Development of a low-cost navigation system for autonomous off-road vehicles.

摘要

The main objective of this dissertation is to develop a low-cost navigation system with sufficient accuracy, integrity, and robustness for use in autonomous off-road vehicles. This system consists of a global positioning system (GPS) and an integrated inertial sensor (IIS) unit. It can achieve positioning accuracy in the range of sub-meter with cost of {dollar}600–{dollar}1,400 at the current market price.
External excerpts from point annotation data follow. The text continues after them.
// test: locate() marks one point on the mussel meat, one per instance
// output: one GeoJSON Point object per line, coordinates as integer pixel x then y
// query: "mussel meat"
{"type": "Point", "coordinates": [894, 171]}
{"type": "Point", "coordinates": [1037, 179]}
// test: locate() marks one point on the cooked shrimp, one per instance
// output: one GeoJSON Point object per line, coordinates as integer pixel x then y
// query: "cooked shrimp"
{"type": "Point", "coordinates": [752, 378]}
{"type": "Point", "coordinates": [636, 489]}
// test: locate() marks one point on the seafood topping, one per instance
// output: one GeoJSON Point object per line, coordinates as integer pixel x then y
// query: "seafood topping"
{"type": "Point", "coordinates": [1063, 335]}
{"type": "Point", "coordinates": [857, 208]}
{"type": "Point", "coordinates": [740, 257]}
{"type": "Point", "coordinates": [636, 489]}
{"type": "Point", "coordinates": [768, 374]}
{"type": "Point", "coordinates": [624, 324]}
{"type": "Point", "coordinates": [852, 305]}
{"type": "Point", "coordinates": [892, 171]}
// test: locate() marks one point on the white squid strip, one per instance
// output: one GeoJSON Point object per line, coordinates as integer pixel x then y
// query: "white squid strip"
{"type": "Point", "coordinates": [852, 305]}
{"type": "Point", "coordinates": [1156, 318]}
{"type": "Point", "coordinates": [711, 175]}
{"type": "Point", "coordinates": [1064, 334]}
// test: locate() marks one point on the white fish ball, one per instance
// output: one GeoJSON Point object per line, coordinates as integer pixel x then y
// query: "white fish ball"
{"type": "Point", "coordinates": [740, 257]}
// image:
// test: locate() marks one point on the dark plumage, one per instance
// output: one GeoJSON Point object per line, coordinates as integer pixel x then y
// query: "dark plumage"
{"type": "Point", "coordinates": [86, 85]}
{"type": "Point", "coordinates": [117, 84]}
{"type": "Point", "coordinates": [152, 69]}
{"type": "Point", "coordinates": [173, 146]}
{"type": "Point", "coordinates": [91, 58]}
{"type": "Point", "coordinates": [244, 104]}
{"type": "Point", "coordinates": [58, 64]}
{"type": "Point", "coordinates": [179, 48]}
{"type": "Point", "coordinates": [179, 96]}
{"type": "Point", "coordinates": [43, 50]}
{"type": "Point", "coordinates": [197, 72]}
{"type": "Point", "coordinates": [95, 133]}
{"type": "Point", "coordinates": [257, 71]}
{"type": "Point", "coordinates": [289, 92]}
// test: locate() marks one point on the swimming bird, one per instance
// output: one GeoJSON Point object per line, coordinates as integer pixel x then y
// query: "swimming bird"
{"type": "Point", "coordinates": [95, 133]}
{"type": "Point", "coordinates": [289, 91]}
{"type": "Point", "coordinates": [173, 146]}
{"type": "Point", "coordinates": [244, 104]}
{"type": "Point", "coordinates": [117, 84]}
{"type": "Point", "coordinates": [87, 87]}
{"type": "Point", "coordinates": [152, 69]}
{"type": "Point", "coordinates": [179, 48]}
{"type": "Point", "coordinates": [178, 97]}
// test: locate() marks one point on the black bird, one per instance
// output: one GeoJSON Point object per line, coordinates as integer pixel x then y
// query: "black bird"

The major challenge of developing this low-cost navigation system is finding how to efficiently integrate the outputs from the GPS and IIS in order to extract an accurate positioning solution.; At first, a low-cost IIS, consisting of three MEMS (micro-electro-mechanical systems) gyros and a MEMS triaxial accelerometer, is developed to measure vehicle attitude. This IIS is then evaluated on a vehicle using a highly accurate inertial measurement unit (IMU). To effectively integrate the data from the GPS and IIS, a Kalman filter, based on a position-velocity-attitude (PVA) model of the vehicle, is developed for the GPS/IIS fusion to reduce the positioning error, increase the update rate of the fusion system, and bridge the GPS signal outage. With this fusion algorithm, the navigation system can accurately estimate vehicle position based on the redundant data from various sensors. In addition, in order to reduce the computational intensity of the Kalman filter, this dissertation also proposes a different GPS/IIS fusion algorithm, which is based on an IIS error model and a complementary Kalman filter.; To evaluate this low-cost navigation system and associated fusion algorithms, validation tests are performed using an experimental system that is designed to acquire real-time data and to perform data fusion. These tests take place at three test sites that include flat and uneven terrain, with or without obstacles. The evaluation results show that this system can achieve positioning accuracy in the range of 0.1 m to 0.5 m with an update rate of 50 Hz. The PVA model-based fusion algorithm can effectively bridge the signal interruption during a GPS signal outage of 30 s. The error model-based fusion algorithm can provide the signals at 50 Hz using the 1 Hz update rate of the complementary Kalman filter.